The PCDC has decided that it is not currently within the scope of the data dictionary to determine how certain elements should be defined. For example, the data dictionary does not define what a “complete response” is. Instead, the data dictionary reports data as it is reported to the PCDC. It also reports the raw data that were used to make that decision. Using AML as an example, the data dictionary reports MRD results, which are used to make response assessments. To continue the example, if a subject is listed as having a “complete response” in the data commons, it only means that the contributing group reported them as having a complete response. A researcher could then go back to the protocol for the trial the subject was on to see how that group defined complete response. The researcher could also look at the raw variables used to make the response assessment, and make their own assessment if they wanted to (for example, a researcher could look at the subject’s MRD results and decide for themselves whether or not the subject had a complete response, regardless of what the data contributor reported).

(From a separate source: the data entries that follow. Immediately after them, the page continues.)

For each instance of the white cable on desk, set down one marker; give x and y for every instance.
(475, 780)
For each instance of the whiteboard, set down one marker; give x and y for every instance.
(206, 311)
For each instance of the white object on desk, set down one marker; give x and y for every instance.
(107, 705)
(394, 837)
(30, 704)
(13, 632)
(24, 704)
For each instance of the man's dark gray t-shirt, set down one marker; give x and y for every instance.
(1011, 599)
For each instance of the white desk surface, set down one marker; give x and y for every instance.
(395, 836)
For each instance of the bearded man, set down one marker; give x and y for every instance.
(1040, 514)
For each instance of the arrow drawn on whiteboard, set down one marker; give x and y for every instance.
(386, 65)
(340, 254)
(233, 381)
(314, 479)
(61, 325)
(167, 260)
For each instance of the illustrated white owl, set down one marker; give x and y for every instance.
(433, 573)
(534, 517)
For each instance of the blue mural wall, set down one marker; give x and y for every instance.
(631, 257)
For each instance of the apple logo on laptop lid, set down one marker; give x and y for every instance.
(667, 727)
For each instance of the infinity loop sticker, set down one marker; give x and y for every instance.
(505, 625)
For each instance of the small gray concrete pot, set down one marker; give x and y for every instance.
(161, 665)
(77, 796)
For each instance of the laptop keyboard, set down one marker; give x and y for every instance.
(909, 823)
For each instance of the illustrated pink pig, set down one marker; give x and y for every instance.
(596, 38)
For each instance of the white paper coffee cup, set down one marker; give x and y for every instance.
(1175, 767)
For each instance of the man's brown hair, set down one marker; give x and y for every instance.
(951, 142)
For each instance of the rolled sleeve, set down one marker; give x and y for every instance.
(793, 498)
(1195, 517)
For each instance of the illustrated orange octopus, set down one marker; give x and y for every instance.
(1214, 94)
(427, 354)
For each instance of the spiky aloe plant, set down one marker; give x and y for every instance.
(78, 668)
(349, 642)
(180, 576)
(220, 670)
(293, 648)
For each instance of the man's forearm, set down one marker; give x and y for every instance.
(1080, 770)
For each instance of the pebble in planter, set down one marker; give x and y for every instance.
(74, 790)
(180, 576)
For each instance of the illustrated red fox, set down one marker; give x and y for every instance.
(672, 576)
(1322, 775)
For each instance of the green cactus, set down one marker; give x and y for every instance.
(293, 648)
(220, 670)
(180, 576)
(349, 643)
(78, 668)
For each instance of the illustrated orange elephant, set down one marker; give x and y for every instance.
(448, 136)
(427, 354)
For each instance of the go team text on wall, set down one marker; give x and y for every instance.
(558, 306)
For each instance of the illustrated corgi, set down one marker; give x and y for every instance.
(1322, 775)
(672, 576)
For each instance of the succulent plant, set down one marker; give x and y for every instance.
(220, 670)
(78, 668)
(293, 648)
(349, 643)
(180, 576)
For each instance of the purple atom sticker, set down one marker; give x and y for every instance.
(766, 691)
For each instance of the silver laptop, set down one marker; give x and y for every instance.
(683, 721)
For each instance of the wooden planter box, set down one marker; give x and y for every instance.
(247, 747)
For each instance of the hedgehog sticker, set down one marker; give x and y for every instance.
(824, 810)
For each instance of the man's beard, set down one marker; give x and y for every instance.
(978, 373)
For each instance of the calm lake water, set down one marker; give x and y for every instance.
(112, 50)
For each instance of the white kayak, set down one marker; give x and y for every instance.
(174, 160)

The PCDC data dictionary is structured so that it can report the "total dose" of each chemo agent a subject received over a flexible period of time. That period of time is defined by a "total dose start age" and a "total dose end age." Those start and end ages could correspond to the start and end ages of a Disease Phase, of a course, or even of a cycle. This structure allows different data contributors to report the total dose over the most granular time period they have available. Of note, "total dose" can be thought of as analagous to "cumulative dose." However, the data dictionary uses the term "total dose" to reflect the fact that the "total dose" is only summed over the particular time period and is not in fact a true cumulative measurement. The Total Dose table includes both the "actual total dose" (what was actually given) and the "intended total dose" (the total dose by intention to treat), since some groups collect the actual values while others only collect intent-to-treat values.